# Chrome Plater Review



## SLSTEVE (Dec 8, 2020)

Has anyone used Speed Sport Chrome in Houston? I've had big problems with the guy I used for my exterior chrome plating. I am FINALLY receiving my parts from the guy(after a year and counting), and only hope I can get everything back soon. My problem is that now I want to have my console top parts rechromed and I really don't want to go through the same thing with the guy I'm using now. I saw the ad in the monthly GTOAA magazine and wondered if anyone here has used this place. I got a quote of $900 to do the three top pieces for the manual console and was promised a 20 working day time frame. Anyone have anything to say about this chrome shop?


----------



## Duff (Jan 12, 2020)

Speed / Sport did my tri power lids about 4 years ago, original estimate was $200 plus shipping, after the stripping, the lids turned out to be in worse condition than originally thought and required quite a bit of extra time. They ended up being $400, but they are VERY nice show chrome, I'm very pleased with the results, turnaround time was about 3 weeks. I don't know the condition of your console pieces, but there is a lot of detail work to get them right, might want to consider a chrome/metal console kit from Ames.


----------



## RMTZ67 (Mar 12, 2011)

I think the console lids are pot metal which adds to the cost. not sure where your located but there is a guy that comes to Albuquerque NM Autozone then takes it to el paso, then brings it back the following month. Glad I did all my rechrome and buff 15 years ago. my car is loaded with chrome and stainless $$$$.


----------



## SLSTEVE (Dec 8, 2020)

RMTZ67 said:


> I think the console lids are pot metal which adds to the cost. not sure where your located but there is a guy that comes to Albuquerque NM Autozone then takes it to el paso, then brings it back the following month. Glad I did all my rechrome and buff 15 years ago. my car is loaded with chrome and stainless $$$$.

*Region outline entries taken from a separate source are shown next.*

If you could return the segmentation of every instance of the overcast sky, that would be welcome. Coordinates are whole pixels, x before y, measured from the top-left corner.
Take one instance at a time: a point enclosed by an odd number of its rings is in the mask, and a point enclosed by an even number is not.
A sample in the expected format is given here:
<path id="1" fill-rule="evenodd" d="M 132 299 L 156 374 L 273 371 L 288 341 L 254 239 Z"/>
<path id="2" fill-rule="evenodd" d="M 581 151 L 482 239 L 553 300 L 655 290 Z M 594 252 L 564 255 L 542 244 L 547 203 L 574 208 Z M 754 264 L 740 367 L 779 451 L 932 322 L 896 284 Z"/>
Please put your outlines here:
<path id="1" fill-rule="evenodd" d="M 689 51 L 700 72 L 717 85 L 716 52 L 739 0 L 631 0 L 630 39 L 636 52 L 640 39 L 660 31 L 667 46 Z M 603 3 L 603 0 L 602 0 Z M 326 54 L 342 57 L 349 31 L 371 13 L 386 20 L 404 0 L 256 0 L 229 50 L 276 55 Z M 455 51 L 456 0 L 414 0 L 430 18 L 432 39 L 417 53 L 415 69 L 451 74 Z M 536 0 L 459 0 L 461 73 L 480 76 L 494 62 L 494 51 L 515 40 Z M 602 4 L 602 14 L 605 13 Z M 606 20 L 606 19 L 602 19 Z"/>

From the reviews I read, and what I’ve heard here, it looks like the place in Houston takes the part, doubles the bid, and has you over a barrel. Did we talk about this before? I had a conversation with a member here earlier and he said something about a guy that takes the stuff somewhere in Mexico and brings the stuff back to Albequerquesfter it’s done. I’d like to look into this more, and maybe do it, but I’ll have to work out the logistics of it. Have any idea of the cost?


----------



## rockdoc (Mar 16, 2009)

I used Speed and Sport years ago on an intricate part with a lot of detail. Before they began I asked about retaining the detail, and they said no problem, they are experts. Long story short, they doubled the price AND buffed out the important details, effectively ruining that expensive piece. I complained, and they said they would "take care of me next time." Next time!? I would not use them again. I have seen positive posts about other platers on this forum and on the PY forum.


----------



## Sick467 (Oct 29, 2019)

I'd love to hear about a top notch place to re-chrome my front bumper and air cleaner. It sounds like S & S has some issues. Let's hear about some recent success stories.


----------



## 64Original (Jun 21, 2017)

Electroplating in El Paso, Texas gets good reviews. I have not used them but they may be worth while looking into for chrome work. This may be the place the guy that takes it from the Albuquerque NM Autozone to get done. Electroplating of El Paso


----------



## SLSTEVE (Dec 8, 2020)

64Original said:


> Electroplating in El Paso, Texas gets good reviews. I have not used them but they may be worth while looking into for chrome work. This may be the place the guy that takes it from the Albuquerque NM Autozone to get done. Electroplating of El Paso


Thank you, will look into it!


----------



## SLSTEVE (Dec 8, 2020)

Decided to go with AIH Chrome in Dubuque. Talked to the owner, Steve, and he said they do the best chrome work in the country and guaranteed it, so I sent my console top plate and door and insert in to them. I'm STILL waiting for the rest of my chrome parts to be returned to me from the first guy, been over a year now and waaaaaaaaay too much money. Already talked to his local police department and they are well acquainted with this guy. Turns out his state's Attorney General has prohibited him from taking money from people as a down payment and has stated that he can't can't do any work unless there is a written contract previous to any work being done. Both of these rules were violated in my case. I only hope that I get my grilles and trunk section piece back before this guy ends up in prison.


----------